鈴の鳴る木のドアを開けて中に入る。天井を見てもまぶしくないくらいの、丁度よく落ち着く照明が気に入っている。

適当なファッション雑誌を取り席についた。


きゅうけつきさんが隣、小音は向かいに座る。

雑誌を開けるときゅうけつきさんが覗いてきたので、テーブルに広げると彼女、興味深深といった具合に真剣にモデルさんを見つめている。メイド服を一から作ったりするあたり、ファッションが好きなのだろう。
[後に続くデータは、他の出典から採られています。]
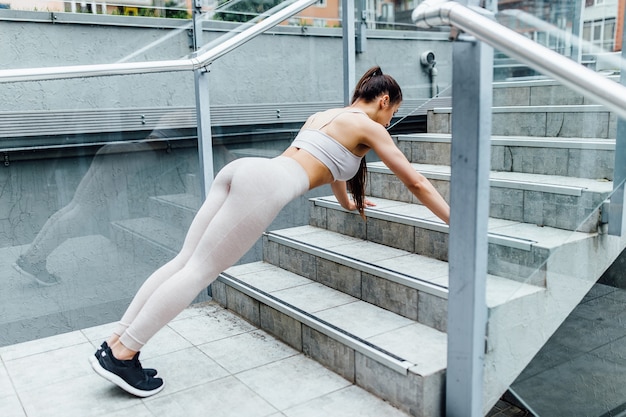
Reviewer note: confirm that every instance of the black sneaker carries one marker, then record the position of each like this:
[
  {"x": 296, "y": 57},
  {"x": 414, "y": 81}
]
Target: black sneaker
[
  {"x": 37, "y": 272},
  {"x": 126, "y": 374},
  {"x": 150, "y": 372}
]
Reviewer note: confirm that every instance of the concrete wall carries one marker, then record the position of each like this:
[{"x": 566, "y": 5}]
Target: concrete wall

注文をお伺いします、という声をかけて店員がやってきた。

私はブレンドコーヒーとモンブラン、きゅうけつきさんは私と一緒のものにして、小音は紅茶とコーヒーゼリー。

……チョイスが理解できない。


「一緒に二種類食べれてお得やん」


聞けば、と小音はいつも言うのだが。


小音は割とお喋りな方だと思う。私から話をかけることは少ないけれど、小音の話を聞くのはいつも楽しい。


「そーいえば、きゅうけつきさんのあだな、決めてへんかったな」


小音は、そんなことを言いだした。